I'm not going to pretend to understand what happened in the "former Yugoslavia" in the mid-90s. I mean, I do understand that a brutal war occurred, that thousands were slaughtered, that atrocities against humans were committed, and that many lives were shattered. And I understand that ethnic divisions/hatreds/histories between Serbs, Croats, and Bosnians (or Bosniaks) were at the center.
At the time, I remember NPR reporters asking experts and insiders of all kinds to explain to the rest of us what the sources of these ancient conflicts were.
Historical battles, borders, territories. These were some of the answers. My friend, Vesna Neskow, a writer whose family comes from this part of the world has given up (I hope only temporarily) on the novel she wrote about these people and this world.

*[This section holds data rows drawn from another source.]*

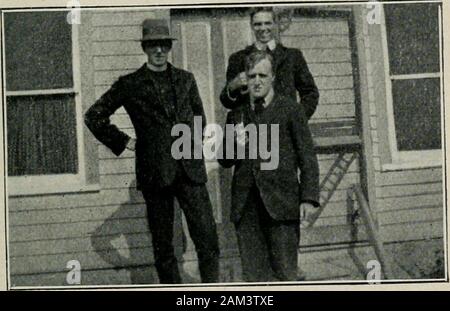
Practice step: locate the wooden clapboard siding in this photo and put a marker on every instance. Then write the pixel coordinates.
(49, 230)
(409, 202)
(325, 44)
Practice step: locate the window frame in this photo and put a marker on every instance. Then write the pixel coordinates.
(408, 159)
(53, 183)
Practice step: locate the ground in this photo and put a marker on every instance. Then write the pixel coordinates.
(407, 260)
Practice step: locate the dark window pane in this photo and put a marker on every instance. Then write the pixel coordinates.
(38, 51)
(413, 37)
(417, 114)
(41, 135)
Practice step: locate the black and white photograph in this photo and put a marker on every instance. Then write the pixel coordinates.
(221, 145)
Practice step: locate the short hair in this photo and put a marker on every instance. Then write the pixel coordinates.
(255, 57)
(256, 10)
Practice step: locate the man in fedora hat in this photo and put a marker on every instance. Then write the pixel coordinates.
(156, 97)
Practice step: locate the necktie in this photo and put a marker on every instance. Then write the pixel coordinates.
(259, 105)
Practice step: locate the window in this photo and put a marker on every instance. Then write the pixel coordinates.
(413, 70)
(43, 104)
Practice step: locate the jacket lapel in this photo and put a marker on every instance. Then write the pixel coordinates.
(148, 81)
(279, 54)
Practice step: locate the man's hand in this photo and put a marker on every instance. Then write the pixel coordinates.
(307, 212)
(241, 135)
(238, 83)
(131, 145)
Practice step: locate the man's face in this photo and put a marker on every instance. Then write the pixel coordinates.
(157, 52)
(260, 79)
(263, 26)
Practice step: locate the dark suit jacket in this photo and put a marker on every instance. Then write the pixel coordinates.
(280, 189)
(152, 123)
(291, 75)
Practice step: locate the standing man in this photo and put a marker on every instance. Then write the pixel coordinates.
(156, 97)
(268, 205)
(291, 71)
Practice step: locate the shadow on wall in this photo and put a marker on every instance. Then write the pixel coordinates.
(127, 223)
(135, 255)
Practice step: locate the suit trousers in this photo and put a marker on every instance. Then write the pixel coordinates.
(268, 247)
(196, 205)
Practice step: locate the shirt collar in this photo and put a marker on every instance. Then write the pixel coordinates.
(261, 46)
(267, 99)
(150, 67)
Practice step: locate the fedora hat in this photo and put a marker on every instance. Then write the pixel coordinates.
(155, 29)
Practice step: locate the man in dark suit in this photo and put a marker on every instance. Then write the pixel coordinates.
(269, 204)
(291, 71)
(157, 97)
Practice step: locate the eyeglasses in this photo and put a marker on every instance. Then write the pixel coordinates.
(164, 46)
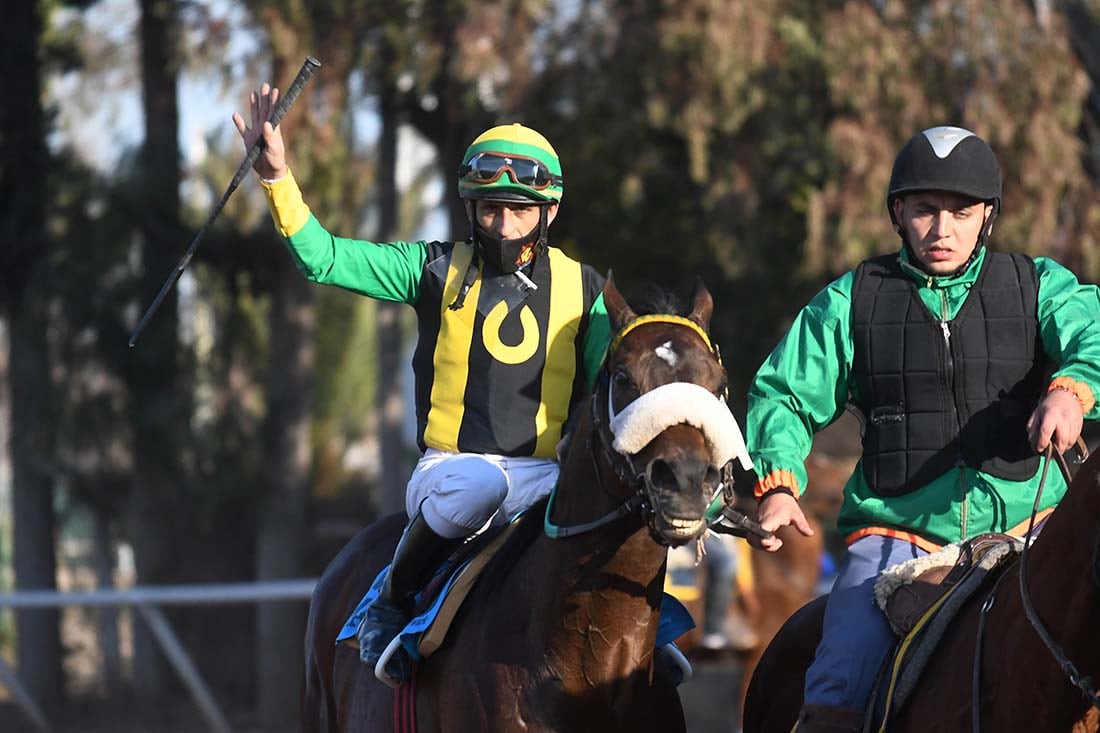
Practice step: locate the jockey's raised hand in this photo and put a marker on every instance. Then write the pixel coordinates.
(779, 509)
(272, 162)
(1058, 418)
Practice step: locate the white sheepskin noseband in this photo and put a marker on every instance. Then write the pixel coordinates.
(680, 403)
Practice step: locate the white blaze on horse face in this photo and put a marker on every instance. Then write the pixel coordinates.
(667, 353)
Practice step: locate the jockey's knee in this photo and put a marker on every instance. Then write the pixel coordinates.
(465, 496)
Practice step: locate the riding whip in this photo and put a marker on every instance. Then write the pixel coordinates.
(284, 104)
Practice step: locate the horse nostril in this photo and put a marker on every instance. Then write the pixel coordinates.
(712, 478)
(661, 474)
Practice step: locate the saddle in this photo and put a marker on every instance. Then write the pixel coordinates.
(439, 602)
(921, 598)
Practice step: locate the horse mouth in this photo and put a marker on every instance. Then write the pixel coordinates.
(680, 532)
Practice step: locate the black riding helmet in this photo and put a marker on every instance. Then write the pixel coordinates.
(947, 159)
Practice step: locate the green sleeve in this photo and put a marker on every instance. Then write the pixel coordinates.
(389, 271)
(596, 338)
(1069, 325)
(803, 384)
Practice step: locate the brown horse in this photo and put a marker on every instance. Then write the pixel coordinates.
(1022, 687)
(559, 633)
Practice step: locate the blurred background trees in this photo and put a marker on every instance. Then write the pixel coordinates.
(261, 419)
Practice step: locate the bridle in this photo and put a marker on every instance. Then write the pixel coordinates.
(1081, 682)
(602, 450)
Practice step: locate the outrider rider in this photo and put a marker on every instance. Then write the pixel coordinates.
(963, 362)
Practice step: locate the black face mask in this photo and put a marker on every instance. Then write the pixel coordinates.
(507, 255)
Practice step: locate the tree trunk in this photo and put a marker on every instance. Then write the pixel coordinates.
(158, 409)
(389, 402)
(23, 163)
(281, 543)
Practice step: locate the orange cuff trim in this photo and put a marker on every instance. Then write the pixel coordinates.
(910, 537)
(1079, 390)
(1021, 528)
(284, 199)
(777, 479)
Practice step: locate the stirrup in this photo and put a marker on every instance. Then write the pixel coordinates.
(380, 669)
(680, 660)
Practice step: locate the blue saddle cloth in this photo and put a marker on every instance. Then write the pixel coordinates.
(674, 620)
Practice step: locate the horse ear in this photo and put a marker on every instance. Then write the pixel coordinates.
(618, 312)
(702, 305)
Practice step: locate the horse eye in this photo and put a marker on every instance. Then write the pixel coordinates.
(622, 380)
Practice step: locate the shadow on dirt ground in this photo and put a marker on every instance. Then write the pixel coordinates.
(712, 697)
(710, 701)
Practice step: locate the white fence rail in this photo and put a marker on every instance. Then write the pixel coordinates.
(147, 601)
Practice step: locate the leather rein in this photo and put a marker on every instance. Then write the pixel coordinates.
(1081, 682)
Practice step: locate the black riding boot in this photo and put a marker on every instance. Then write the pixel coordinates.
(418, 556)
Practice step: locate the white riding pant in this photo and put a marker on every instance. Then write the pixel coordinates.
(461, 493)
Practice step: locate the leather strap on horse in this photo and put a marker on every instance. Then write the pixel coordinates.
(405, 704)
(1084, 684)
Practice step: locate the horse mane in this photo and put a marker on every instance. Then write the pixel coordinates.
(652, 299)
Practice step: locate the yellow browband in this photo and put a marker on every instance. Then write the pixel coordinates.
(641, 320)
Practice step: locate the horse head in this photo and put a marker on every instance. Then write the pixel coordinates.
(660, 415)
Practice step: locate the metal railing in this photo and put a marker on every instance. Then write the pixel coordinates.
(147, 602)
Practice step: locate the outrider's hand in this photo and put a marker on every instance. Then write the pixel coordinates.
(1058, 419)
(779, 510)
(272, 162)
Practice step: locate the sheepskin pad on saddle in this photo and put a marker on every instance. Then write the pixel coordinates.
(674, 404)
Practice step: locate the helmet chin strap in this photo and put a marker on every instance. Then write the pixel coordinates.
(987, 229)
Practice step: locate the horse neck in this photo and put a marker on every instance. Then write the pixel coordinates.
(1063, 578)
(601, 608)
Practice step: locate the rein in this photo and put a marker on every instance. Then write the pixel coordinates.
(1082, 684)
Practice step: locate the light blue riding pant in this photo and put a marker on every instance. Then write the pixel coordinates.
(856, 636)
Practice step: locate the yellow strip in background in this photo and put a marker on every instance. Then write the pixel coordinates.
(567, 306)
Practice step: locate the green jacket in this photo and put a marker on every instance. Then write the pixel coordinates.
(805, 384)
(494, 375)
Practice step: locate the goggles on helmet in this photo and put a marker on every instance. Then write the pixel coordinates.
(487, 167)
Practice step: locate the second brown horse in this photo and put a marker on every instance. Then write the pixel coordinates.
(559, 633)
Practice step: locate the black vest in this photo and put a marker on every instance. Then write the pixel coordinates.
(936, 395)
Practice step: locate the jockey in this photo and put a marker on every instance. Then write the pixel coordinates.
(512, 332)
(963, 362)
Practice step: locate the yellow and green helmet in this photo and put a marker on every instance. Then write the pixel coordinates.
(510, 163)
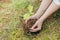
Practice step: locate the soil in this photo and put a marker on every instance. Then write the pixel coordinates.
(28, 25)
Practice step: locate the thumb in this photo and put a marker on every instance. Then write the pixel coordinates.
(33, 26)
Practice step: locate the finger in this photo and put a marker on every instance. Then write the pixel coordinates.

"It started to seem too much like a lesson in history," she told me, "as if I had too much of an agenda," she said. "Do people understand what that war was about?" she asked me. Speaking for myself, no, not really, but on the other hand, yes, of course.
What prompted me to take up this topic this week was a story I heard on NPR a few weeks ago. The story started out by saying that 15 years after the war, Sarajevo appears to be a city healed. But the reality of the region is that ethnic divisions remain.
Education, which should foster a multicultural society, has instead been manipulated by each ethnic group. There are separate education ministries, and each draws up its own ethnically based curricula and textbooks.
The part of the story that struck me most deeply was this:
In many towns and villages, few refugees displaced during the war have gone back to their homes. More and more young people are segregated: They've never met anyone from the other two ethnic communities. . . .
Says organizer Emin Mahmutovic, "Young people, they are starting to think that ethnic divisions are normal."
One thing I like about writing this blog is that I don't need to come to any conclusions. I can do with this material whatever I want, including simply putting it out there. While reading about Bosnia, however, I did learn that during the war, this beautiful bridge in Mostar was destroyed.It has since been rebuilt, but what could be more metaphorical than a bridge destroyed? And what could be more normal (at least for me) than worrying about what normal can or should be.